Our married life, though only nine years, has been fraught with an extraordinary amount of trauma. I've watched ambulances and helicopters take John away so many times now that I wonder if I have PTSD! It often feels like I live on "high alert" and stay on a constant watch. The "other shoe" might drop today! Caring for John has become my highest priority and much of my day is like playing "Clue," as I try to figure out what he's trying to tell me, and put together the clues he gives me to find the words he's missing.
A precious friend of mine who used to be an O.B. nurse shared with me that when she was coaching mothers in hard labor, she would watch the monitor and tell them when a contraction was about to begin. She would instruct the woman to "begin deep breathing" and then when the contraction hit the peak, she would encourage her to breathe rapidly through the worst, and then reassure her that the contraction was subsiding and she could relax. I thought about that for a moment and remembered that the word breath is Ruach in Hebrew and suddenly the profound parallel struck me: when I am in the midst of the worst of the trauma, the Holy Spirit is surrounding me and He gets me through until it subsides! Awesome!
I have also found Yeshua in the midst of all this. I reached out to a wonderful, believing woman who offers a monthly support group for people with Aphasia and their spouses. We had coffee together so she could explain to me the excellent model she teaches to help caregivers understand how to navigate through this difficult illness and how to keep their spouses safe and without anxiety or fear as they face the loss of memory and communication. She uses a book (which I've now read) called Contented Dementia. The bottom line of this care model is based upon three critical points that one must strictly follow:
1. Do not ask questions.
2. The person with Dementia is ALWAYS RIGHT and you are not. They are the expert on everything.
3. Do not contradict.
I am ardently practicing this counsel and am overwhelmed at the similarities with the teachings of Yeshua/Jesus! This is a matter of completely humbling oneself, making oneself to be of no reputation, and holding others in higher esteem than yourself. This is harder than we might think. I LIKE to be right! And I use common sense to correct John, but he cannot process common sense now. He can only perceive what his brain tells him, no matter how much sense it makes. He is the expert and I am not! May God help me - and all of us - to practice what Scripture teaches.
Do nothing out of selfish ambition or vain conceit.
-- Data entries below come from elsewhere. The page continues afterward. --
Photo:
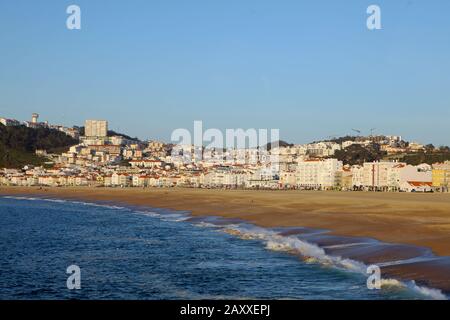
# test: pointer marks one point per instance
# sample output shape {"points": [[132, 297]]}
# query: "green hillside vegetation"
{"points": [[18, 145]]}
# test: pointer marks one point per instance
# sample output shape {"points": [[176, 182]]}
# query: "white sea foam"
{"points": [[312, 253]]}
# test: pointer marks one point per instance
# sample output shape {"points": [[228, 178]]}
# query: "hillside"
{"points": [[18, 145]]}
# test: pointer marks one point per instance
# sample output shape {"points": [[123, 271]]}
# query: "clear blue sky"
{"points": [[309, 68]]}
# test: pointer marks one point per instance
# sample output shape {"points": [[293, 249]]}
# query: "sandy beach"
{"points": [[417, 219]]}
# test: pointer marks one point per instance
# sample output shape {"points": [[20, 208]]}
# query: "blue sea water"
{"points": [[136, 253]]}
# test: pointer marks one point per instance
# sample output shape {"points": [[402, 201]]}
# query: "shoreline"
{"points": [[416, 219], [261, 209]]}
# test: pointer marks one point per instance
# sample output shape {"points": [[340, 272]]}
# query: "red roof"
{"points": [[420, 183]]}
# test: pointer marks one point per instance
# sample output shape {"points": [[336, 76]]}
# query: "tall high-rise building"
{"points": [[96, 128], [34, 118]]}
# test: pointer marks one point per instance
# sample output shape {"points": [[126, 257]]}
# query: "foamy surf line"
{"points": [[311, 253]]}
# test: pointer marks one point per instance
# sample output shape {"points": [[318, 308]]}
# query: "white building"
{"points": [[96, 128], [406, 177], [376, 174], [319, 173]]}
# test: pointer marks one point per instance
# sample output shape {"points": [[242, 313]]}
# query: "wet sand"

Rather, in humility value others above yourselves (Philippians 2:3)
For whoever wants to save their life will lose it, but whoever loses their life for Me will find it. (Matthew 16:25)
He guides the humble in what is right and teaches them his way. (Psalm 25:9)
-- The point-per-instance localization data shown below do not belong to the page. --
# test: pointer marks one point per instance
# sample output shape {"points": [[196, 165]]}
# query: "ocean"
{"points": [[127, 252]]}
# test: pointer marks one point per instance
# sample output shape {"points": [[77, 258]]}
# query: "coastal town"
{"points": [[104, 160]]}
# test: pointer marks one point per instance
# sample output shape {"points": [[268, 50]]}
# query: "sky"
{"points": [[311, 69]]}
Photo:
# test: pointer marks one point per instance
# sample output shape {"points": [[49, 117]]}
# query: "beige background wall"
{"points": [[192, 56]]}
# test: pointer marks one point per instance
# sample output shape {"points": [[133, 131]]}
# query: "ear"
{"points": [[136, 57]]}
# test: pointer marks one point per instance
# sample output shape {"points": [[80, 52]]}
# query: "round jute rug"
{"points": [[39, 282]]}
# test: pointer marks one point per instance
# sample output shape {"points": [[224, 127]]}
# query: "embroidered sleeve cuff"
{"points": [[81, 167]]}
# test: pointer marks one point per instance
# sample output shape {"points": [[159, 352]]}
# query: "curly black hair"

Be completely humble and gentle; be patient, bearing with one another in love. (Ephesians 4:2)
Greater love has no one than this: to lay down one’s life for one’s friends. (John 15:13)
Let me just close by saying this: John Mills, the man I married, is a great man of God. He has an unwavering faith such as I've never seen and he absolutely trusts God for EVERYTHING in his life. He may not be able to tell me what he had for breakfast, but the Scriptures live in his heart and his mind like a "hard drive" that never crashes! We were in the Emergency Room the day before yesterday because he had a great pain in his calf and was concerned about a possible blood clot (that proved to be nothing) but while he lay there and waited and waited for the ultrasound result, his thin, off-key little voice began to sing:
"They that wait upon the LORD shall renew their strength, they shall mount up as wings of eagles
They shall run and not grow weary, they shall walk and not faint
Teach me, Lord, teach me Lord, to wait!"
This is not an easy walk; but it is indeed a blessing and privilege to care for this good man of God in these difficult times.